After the law went into effect, advertising clients such as Amazon and many others stopped doing business with Minnesotans. The Minnesota website owners and employees paid an estimated $35 million a year in income taxes. The Legislature estimated that the Amazon tax would collect $5 million in sales taxes, but it didn’t account for the loss in income taxes. In the aftermath of the tax, some businesses left the state, some closed and some — including mine — scrambled to find a new income source. I replaced a fraction of the business lost but not all of it.
The primary target of the Amazon tax was Minnesotans who were breaking the law by not paying use tax on Internet purchases. (If you didn’t pay use tax on your Internet purchase, you were likely breaking the law without knowing it.) Legislators wanted to force Amazon to collect the unpaid use tax as sales tax, so they set up the law to make any Minnesota business that accepted advertising from Amazon a “nexus” — that is, a physical presence — in the state. The law went so far as to say that if an out-of-state business, such as an Iowa website, does business with an independent Minnesota businessperson, such as a writer or a graphic designer, it now has a nexus in the state.

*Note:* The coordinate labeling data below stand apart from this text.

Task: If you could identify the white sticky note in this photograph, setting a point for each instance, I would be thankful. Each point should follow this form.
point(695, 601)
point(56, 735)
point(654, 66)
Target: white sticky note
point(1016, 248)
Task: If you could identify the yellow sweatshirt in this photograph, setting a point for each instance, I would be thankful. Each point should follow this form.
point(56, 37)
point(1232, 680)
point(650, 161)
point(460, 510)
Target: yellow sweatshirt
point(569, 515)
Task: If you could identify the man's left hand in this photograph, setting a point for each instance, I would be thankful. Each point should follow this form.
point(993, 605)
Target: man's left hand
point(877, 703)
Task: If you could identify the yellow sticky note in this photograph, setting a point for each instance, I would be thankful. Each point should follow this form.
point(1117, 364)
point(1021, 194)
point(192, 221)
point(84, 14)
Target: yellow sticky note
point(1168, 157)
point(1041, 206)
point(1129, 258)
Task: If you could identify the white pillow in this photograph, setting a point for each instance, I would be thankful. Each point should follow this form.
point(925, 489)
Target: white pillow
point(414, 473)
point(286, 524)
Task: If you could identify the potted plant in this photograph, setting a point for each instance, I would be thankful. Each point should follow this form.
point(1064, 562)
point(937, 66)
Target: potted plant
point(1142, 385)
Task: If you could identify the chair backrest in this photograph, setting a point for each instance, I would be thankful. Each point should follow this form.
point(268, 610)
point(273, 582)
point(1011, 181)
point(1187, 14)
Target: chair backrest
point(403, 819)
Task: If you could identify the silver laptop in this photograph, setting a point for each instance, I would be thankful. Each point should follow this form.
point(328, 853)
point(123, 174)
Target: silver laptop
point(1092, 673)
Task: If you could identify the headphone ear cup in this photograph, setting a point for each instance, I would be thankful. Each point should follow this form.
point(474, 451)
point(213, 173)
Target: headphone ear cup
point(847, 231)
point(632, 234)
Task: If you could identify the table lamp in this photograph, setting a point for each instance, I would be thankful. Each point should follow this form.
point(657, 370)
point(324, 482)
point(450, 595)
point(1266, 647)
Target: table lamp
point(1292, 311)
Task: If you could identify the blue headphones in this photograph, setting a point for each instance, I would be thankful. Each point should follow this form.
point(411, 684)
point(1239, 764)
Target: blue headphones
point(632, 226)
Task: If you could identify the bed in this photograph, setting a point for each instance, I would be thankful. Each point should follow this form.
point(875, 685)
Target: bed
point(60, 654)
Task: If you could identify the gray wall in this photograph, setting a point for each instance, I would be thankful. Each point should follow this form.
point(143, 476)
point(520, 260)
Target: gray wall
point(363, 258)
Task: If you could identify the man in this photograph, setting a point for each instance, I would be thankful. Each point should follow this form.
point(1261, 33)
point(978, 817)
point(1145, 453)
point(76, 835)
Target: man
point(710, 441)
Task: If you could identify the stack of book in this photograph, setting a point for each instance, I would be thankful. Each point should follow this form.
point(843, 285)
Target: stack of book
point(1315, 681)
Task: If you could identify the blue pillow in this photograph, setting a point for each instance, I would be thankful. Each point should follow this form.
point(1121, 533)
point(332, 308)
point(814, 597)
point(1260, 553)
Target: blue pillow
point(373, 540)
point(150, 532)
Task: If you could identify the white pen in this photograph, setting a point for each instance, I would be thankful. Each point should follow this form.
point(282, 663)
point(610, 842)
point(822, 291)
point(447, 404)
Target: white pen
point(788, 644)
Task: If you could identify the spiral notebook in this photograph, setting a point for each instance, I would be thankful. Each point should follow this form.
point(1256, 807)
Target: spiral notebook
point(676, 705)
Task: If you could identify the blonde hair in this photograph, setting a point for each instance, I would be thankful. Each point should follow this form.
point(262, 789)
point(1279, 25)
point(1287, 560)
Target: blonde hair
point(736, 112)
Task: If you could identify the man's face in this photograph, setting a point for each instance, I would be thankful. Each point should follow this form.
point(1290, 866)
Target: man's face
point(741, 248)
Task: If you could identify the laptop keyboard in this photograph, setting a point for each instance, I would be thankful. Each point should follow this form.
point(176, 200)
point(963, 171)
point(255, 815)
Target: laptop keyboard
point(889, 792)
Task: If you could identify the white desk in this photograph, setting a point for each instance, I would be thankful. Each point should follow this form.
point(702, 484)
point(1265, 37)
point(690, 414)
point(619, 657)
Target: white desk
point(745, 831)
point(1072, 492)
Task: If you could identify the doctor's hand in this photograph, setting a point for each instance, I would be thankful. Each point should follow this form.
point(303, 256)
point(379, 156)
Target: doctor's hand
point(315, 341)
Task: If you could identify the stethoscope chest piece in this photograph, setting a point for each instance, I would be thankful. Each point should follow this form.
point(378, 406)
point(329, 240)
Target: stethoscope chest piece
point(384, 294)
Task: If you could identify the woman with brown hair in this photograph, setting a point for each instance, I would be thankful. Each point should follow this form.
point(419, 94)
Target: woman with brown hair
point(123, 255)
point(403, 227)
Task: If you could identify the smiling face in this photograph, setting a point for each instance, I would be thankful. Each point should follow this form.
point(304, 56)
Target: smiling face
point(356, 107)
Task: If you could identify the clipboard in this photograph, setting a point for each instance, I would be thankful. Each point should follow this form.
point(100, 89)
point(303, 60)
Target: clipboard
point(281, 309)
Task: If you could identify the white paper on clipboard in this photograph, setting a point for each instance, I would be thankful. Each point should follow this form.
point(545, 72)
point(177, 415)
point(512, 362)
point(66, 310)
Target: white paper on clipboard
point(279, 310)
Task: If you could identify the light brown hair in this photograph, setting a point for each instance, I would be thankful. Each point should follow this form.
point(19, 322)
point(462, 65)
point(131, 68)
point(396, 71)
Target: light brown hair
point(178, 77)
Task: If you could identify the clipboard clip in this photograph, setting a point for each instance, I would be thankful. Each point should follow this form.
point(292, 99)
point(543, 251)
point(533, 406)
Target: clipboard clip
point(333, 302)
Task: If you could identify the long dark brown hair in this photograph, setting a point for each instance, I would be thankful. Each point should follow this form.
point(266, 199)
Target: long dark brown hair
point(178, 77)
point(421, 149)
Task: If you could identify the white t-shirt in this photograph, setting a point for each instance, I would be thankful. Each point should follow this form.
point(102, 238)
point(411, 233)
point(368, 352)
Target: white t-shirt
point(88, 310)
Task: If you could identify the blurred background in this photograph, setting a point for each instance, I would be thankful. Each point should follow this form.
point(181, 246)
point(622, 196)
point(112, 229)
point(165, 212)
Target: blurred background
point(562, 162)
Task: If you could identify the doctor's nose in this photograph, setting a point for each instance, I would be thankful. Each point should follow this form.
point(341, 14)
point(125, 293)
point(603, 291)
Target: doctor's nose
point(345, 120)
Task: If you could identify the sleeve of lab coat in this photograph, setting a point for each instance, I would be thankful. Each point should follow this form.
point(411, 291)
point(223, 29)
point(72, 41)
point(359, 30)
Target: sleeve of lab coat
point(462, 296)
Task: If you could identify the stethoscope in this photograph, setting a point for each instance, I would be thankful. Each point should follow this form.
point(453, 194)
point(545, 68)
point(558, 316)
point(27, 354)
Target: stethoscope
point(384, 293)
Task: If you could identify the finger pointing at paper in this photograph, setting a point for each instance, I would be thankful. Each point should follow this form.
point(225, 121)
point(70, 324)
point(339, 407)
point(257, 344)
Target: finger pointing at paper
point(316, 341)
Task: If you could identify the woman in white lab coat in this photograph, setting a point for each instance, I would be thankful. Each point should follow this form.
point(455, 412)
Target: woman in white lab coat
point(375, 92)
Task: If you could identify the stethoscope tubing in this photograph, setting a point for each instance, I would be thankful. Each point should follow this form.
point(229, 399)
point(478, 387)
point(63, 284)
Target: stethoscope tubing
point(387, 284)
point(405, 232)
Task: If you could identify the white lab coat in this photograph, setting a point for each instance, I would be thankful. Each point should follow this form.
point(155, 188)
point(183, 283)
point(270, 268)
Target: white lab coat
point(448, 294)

When a company has a physical presence in the state, it has to collect sales taxes. Basically, the law says that because my website runs an advertisement from Amazon, I’m part of Amazon.com. As an independent business owner, I can’t imagine the logical loopholes made to come to that conclusion.
While I believe that Minnesotans who owe use tax on their Internet purchases should follow the law and pay the tax, we know the “nexus” law failed. The primary target of the law, Amazon, stopped doing advertising business with Minnesotans. By doing so, it didn’t have to collect sales taxes, because it no longer had a “nexus” in the state. And because the 5,200 Minnesota individuals and businesses with whom it had been affiliated didn’t do as much business overall, they didn’t pay as much in income taxes.
So, Minnesota didn’t collect sales tax from Amazon, is still not collecting the use tax owed by the majority of people who buy from Amazon and has lost income taxes paid by businesses that took the hit.
By any measure, the Affiliate Nexus Tax has failed. It’s time to get rid of this tax and call on Congress to pass the Marketplace Fairness Act, a national solution supported by Amazon and many other large retailers. The U.S. Senate passed the measure with overwhelming bipartisan support, and the proposal is in committee in the U.S. House. Once the Market Fairness Act passes, Minnesota will be able to collect sales taxes from online retailers, Amazon and other companies will have no incentive to stop spending advertising dollars in our state and it will be an even playing field across the nation. By repealing the Affiliate Nexus Tax now, the Legislature can put 5,200 businesses and individuals back to work. It’s the right action to take.
Bryan Hansel, of Grand Marais, Minn., is an Internet marketer.